TRD episodes resulted in more inpatient bed-days and lost workdays compared to non-TRD episodes.
Johan Lundberg, MD, PhD
There are a number of negative outcomes for depressive episodes in patients with treatment-resistant depression, according to new research.
A team, led by Johan Lundberg, MD, PhD, Centre for Psychiatry Research, Department of Clinical Neuroscience, Karolinska Institutet, estimated the burden of TRD in a large population-wide cohort and developed a prognostic model for clinical use.
The societal and individual impact of TRD is not currently known in total. The same is true for the potential to prognosticate TRD.
However, a major issue is there is limited generalizability of many observational studies on TRD.
In the population-based observational cohort, the investigators used data from the Stockholm MDD Cohort for episodes of major depressive disorder between 2010-2017 that fulfilled the predefined criteria for TRD—at least 3 consecutive antidepressant treatments.

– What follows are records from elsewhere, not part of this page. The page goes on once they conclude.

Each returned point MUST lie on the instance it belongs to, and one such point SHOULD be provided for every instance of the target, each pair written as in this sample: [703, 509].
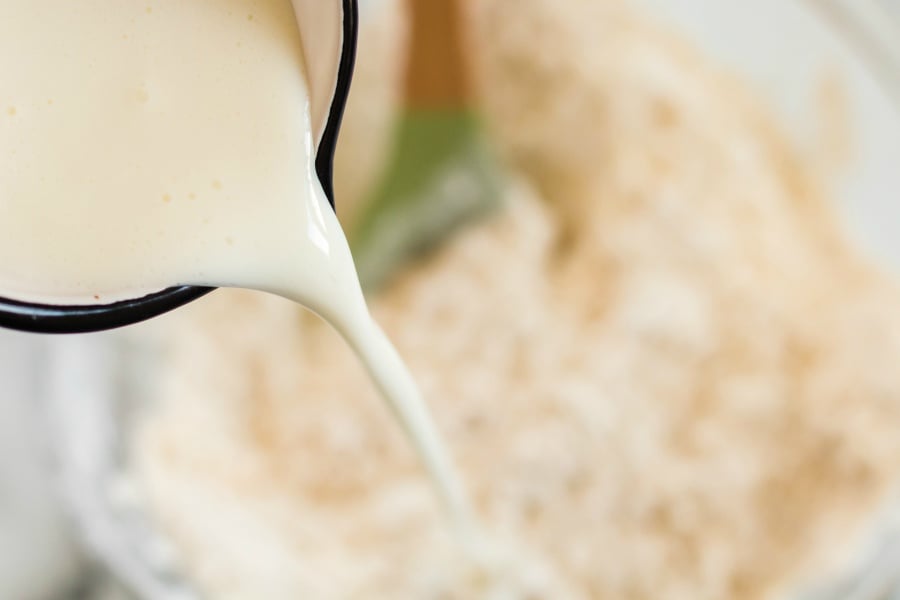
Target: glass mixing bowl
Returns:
[785, 48]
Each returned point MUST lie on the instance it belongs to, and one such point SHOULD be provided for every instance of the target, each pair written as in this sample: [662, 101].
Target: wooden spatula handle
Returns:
[437, 76]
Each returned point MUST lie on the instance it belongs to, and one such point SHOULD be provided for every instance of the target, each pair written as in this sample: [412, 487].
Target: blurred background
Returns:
[391, 157]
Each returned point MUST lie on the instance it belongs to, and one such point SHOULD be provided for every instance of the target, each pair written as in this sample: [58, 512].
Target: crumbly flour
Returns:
[663, 373]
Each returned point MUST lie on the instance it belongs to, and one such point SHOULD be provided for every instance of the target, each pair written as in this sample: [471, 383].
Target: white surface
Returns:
[37, 555]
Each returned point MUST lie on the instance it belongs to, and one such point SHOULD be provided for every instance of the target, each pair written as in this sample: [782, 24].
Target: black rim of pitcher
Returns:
[42, 318]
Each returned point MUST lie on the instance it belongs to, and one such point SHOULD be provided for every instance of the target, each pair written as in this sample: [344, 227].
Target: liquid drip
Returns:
[172, 143]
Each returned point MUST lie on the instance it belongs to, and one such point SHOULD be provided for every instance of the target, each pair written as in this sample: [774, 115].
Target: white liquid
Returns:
[144, 145]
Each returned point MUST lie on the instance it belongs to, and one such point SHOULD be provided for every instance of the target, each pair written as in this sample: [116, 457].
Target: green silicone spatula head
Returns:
[441, 173]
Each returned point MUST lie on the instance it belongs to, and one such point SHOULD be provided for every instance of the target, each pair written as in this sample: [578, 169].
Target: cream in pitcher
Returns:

The investigators sought outcomes of psychiatric and nonpsychiatric comorbid conditions, antidepressant treatments, health care resource utilization, lost workdays, all-cause mortality, and intentional self-harm.
In addition, in the prognostic model, the main outcome was TRD.
There were 158,169 unipolar MDD episodes involving 145,577 patients included in the analysis. The episodes took place between 2012-2017 and the median age of the patients was 42 years.
Of the identified episodes, 11% (n = 12,793) fulfilled the criteria for TRD. The results show the median time from the start of a depressive episode to TRD was 552 days and selective serotonin reuptake inhibitors were the most common class of antidepressant treatment in all treatment steps.
In addition, 46.2% (n = 5907) of patients received psychotherapy at some point prior to initiation of their third pharmacological antidepressant treatment.
TRD episodes also resulted in more inpatient bed-day (mean, 3.9 days; 95% CI, 3.6-4.1) compared to non-TRD episodes (mean, 1.3 days; 95% CI, 1.2-1.4). TRD episodes also resulted in more lost workdays (mean, 132.3 days; 95% CII, 129.5-135.1) compared to non-TRD episodes (mean, 58.7 days; 95% CI, 56.8-60.6) 12 months after the index date.
The investigators also found anxiety, stress, sleep disorders, and substance use disorder were more common comorbid conditions in TRD episodes and intentional self-harm was more than 4 times more common in TRD episodes compared to non-TRD episodes.
The all-cause mortality rate for patients with MDD in the TRD group was 10.7 per 1000 person years at-risk, compared to 8.7 per 100 person years at-risk in the non-TRD group (HR, 1.23; 95% CI, 1.07-1.41).
The median time from the start of the first antidepressant treatment to the start of the second was 165 days.
The median time from the start of the second antidepressant to the third was 167 days.
Finally, the severity of MDD, which was defined by the self-rating Montgomery-Asberg Depression Rating Scale (MADRS-S) at the time of diagnosis, was identified as the most important prognostic factor for TRD (C index = 0.69).
“In this cohort study, TRD was a common variant of MDD when including patients from both health care types, which is associated with a high disease burden for both patients and society,” the authors wrote. “The median time between initiation of new antidepressant treatments was longer than recommended in current treatment guidelines, suggesting room for more structured and timely depression care.”
The study, “Association of Treatment-Resistant Depression With Patient Outcomes and Health Care Resource Utilization in a Population-Wide Study,” was published online in JAMA Psychiatry.